The Y-chromosome is one of a pair of chromosomes that determine the genetic sex of individuals in mammals, some insects, and some plants. In the nineteenth and twentieth centuries, the development of new microscopic and molecular techniques, including DNA sequencing, enabled scientists to confirm the hypothesis that chromosomes determine the sex of developing organisms. In an adult organism, the genes on the Y-chromosome help produce the male gamete, the sperm cell. Beginning in the 1980s, many studies of human populations used the Y-chromosome gene sequences to trace paternal lineages. In mammals, the Y-chromosomes contain the master-switch gene for sex determination, called the sex-determining region Y, or the SRY gene in humans. In most normal cases, if a fertilized egg cell, called a zygote, has the SRY gene, the zygote develops into an embryos that has male sex traits. If the zygote lacks the SRY gene or if the SRY gene is defective, the zygote develops into an embryo that has female sex traits.
Y-chromosomes exist in the body cells of many kinds of male animals.
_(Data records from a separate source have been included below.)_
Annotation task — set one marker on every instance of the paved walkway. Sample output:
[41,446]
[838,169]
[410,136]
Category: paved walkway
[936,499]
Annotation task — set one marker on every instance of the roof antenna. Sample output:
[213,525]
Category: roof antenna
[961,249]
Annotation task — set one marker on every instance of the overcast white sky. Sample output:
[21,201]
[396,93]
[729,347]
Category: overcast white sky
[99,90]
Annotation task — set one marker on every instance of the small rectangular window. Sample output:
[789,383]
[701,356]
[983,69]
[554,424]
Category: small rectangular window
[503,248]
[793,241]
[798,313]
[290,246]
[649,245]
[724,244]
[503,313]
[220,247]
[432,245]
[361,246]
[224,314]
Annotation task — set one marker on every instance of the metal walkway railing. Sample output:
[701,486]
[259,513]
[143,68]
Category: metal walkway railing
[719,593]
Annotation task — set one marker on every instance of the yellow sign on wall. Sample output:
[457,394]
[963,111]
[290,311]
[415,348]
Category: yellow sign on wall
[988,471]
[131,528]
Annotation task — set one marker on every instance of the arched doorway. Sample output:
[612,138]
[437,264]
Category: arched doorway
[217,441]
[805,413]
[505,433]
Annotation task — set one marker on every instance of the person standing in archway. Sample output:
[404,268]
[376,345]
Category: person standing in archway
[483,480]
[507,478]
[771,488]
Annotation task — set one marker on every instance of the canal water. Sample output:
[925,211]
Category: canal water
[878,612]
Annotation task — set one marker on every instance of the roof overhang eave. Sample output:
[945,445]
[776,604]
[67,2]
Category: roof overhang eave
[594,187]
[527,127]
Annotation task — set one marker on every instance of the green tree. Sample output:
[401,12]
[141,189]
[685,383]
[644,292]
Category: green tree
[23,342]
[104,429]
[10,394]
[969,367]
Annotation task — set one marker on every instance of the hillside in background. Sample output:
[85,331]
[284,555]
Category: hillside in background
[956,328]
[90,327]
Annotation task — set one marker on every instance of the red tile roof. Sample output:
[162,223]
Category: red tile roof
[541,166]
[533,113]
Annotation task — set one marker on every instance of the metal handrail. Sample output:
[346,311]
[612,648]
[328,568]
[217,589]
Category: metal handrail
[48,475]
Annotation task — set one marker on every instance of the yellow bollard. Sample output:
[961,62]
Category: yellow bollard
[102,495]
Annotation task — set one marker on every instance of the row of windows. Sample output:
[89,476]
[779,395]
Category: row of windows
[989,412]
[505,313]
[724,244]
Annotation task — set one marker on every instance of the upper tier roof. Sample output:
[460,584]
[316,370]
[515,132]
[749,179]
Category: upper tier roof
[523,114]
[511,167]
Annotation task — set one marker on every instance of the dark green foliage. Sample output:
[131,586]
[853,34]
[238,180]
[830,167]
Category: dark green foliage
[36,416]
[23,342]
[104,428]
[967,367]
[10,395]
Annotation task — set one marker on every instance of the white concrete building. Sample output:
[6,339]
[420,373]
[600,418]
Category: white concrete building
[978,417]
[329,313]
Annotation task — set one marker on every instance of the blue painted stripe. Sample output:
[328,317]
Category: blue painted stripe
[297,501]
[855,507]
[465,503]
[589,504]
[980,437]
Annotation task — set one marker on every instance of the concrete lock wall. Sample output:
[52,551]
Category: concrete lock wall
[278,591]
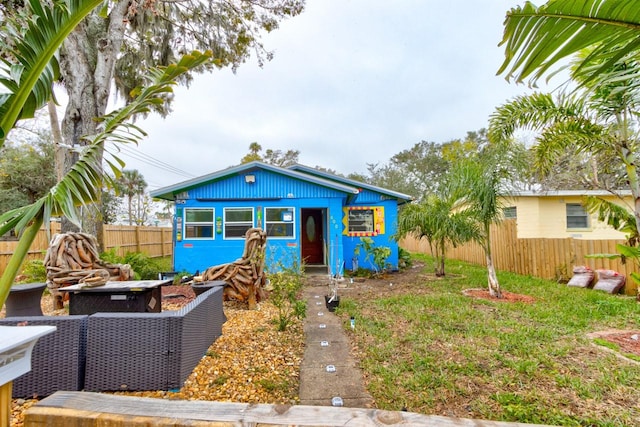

Found in the nucleus of most living animal cells, the X and Y-chromosomes are condensed structures made of DNA wrapped around proteins called histones. The individual histones bunch into groups that the coiled DNA wraps around called a nucleosome, which are roughly 10 nano-meters (nm) across. The histones bunch together to form a helical fiber (30 nm) that spins into a supercoil (200 nm). During much of a cell's life, DNA exists in the 200 nm supercoil phase.